In the end we reached Mexico City in safety, and there Emma and I were married. Ten days later we were on board ship steaming for England.
SIR JOHN BELL
Now it is that I came to the great and terrible event of my life, which in its result turned me into a false witness and a fraud, and bound upon my spirit a weight of blood-guiltiness greater than a man is often called upon to bear. As I have not scrupled to show I have constitutional weaknesses—more, I am a sinner, I know it; I have sinned against the code of my profession, and have preached a doctrine I knew to be false, using all my skill and knowledge to confuse and pervert the minds of the ignorant. And yet I am not altogether responsible for these sins, which in truth in the first place were forced upon me by shame and want and afterwards by the necessities of my ambition. Indeed, in that dark and desperate road of deceit there is no room to turn; the step once taken can never be retraced.

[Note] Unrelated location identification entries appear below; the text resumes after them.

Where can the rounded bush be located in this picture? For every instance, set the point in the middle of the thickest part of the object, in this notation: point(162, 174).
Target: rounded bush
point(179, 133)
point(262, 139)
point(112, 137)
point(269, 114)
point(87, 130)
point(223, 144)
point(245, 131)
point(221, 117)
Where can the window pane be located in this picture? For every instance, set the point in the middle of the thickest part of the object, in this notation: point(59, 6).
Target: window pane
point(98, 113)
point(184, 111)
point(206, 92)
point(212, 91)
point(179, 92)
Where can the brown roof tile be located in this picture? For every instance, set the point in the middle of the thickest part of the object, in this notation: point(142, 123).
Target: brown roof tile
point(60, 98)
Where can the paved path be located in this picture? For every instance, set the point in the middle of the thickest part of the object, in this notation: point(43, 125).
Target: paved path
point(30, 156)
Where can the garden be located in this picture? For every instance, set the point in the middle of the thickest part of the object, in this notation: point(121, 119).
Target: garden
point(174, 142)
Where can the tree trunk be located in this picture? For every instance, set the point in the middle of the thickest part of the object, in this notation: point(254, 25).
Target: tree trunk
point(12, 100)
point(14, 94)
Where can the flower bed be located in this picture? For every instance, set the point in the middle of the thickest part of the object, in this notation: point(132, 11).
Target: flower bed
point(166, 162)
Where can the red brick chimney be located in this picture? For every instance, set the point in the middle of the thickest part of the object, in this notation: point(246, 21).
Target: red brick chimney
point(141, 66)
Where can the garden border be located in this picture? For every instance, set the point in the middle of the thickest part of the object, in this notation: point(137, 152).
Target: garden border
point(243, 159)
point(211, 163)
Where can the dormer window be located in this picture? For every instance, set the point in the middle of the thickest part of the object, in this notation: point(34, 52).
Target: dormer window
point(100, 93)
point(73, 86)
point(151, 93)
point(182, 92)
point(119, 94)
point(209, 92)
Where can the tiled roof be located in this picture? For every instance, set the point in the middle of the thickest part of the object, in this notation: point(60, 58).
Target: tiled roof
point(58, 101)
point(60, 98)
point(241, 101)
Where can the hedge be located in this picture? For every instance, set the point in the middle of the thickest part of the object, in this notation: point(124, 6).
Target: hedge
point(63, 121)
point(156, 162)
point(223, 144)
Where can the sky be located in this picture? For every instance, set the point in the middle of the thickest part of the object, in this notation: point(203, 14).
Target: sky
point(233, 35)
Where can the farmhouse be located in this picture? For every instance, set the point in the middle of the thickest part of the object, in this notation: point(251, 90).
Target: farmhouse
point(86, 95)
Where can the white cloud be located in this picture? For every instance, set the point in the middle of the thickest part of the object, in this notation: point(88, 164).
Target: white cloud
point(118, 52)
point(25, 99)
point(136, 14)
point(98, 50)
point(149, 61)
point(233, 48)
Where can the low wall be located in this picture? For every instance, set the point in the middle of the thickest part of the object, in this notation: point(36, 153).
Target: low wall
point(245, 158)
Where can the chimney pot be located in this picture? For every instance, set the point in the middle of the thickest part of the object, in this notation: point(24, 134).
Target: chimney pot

But if I have sinned, how much greater is the crime of the man who swore away my honour and forced me through those gateways? Surely on his head and not on mine should rest the burden of my deeds; yet he prospered all his life, and I have been told that his death was happy and painless. This man’s career furnishes one of the few arguments that to my sceptical mind suggest the existence of a place of future reward and punishment, for how is it possible that so great a villain should reap no fruit from his rich sowing of villainy? If it is possible, then verily this world is the real hell wherein the wicked are lords and the good their helpless and hopeless slaves.
Emma Becker when she became my wife brought with her a small dowry of about five thousand dollars, or a thousand pounds, and this sum we both agreed would be best spent in starting me in professional life. It was scarcely sufficient to enable me to buy a practice of the class which I desired, so I determined that I would set to work to build one up, as with my ability and record I was certain that I could do. By preference, I should have wished to begin in London, but there the avenue to success is choked, and I had not the means to wait until by skill and hard work I could force my way along it.